Adversarial Contrastive Learning Enables Few-Shot Audio Classification Across Domains
Researchers achieve SOTA accuracy on 6 cross-domain audio datasets with domain shift handling.
Current few-shot class-incremental audio classification (FCAC) methods assume base and incremental samples share the same distribution, but real-world applications often involve domain shifts (e.g., different recording environments). To address this, researchers Yongjie Si, Yanxiong Li, Sen Huang, and Beibei Liu introduce an adversarial contrastive learning strategy. Their model consists of a frozen encoder (trained only in the base session) and a classifier that is updated incrementally. By training the encoder to produce domain-invariant features via adversarial contrastive loss, the classifier can effectively identify new classes from unseen domains without catastrophic forgetting.
The method was evaluated on six pairs of cross-domain datasets, achieving higher average accuracy than state-of-the-art approaches. The paper, accepted at Interspeech 2026, details experiments with five pages and three figures. Code is publicly available.
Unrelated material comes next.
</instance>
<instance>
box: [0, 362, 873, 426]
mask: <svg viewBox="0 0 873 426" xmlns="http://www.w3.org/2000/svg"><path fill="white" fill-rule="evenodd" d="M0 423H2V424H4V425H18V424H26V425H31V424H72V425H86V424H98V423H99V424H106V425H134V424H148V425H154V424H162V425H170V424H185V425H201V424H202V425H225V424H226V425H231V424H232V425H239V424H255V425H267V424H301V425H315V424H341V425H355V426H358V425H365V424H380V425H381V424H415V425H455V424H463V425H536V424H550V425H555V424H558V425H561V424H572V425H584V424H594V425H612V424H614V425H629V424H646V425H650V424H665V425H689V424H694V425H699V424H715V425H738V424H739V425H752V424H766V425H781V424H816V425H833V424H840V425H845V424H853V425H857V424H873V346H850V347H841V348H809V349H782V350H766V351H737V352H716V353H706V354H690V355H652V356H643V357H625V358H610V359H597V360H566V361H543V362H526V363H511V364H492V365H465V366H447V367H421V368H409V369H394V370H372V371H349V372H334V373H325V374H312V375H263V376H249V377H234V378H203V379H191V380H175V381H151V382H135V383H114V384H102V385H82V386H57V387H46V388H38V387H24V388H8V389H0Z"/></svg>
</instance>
This work is a significant step toward practical audio AI systems that can adapt to changing environments, such as smart assistants handling new sounds in different rooms or mobile devices facing varying acoustic conditions.
- Proposes first solution for domain shift in few-shot class-incremental audio classification (FCAC).
- Uses adversarial contrastive training with a frozen encoder to learn domain-invariant features.
- Outperforms existing SOTA methods across six cross-domain dataset pairs in average accuracy.
Why It Matters
Enables audio AI to learn new classes under real-world domain changes without full retraining.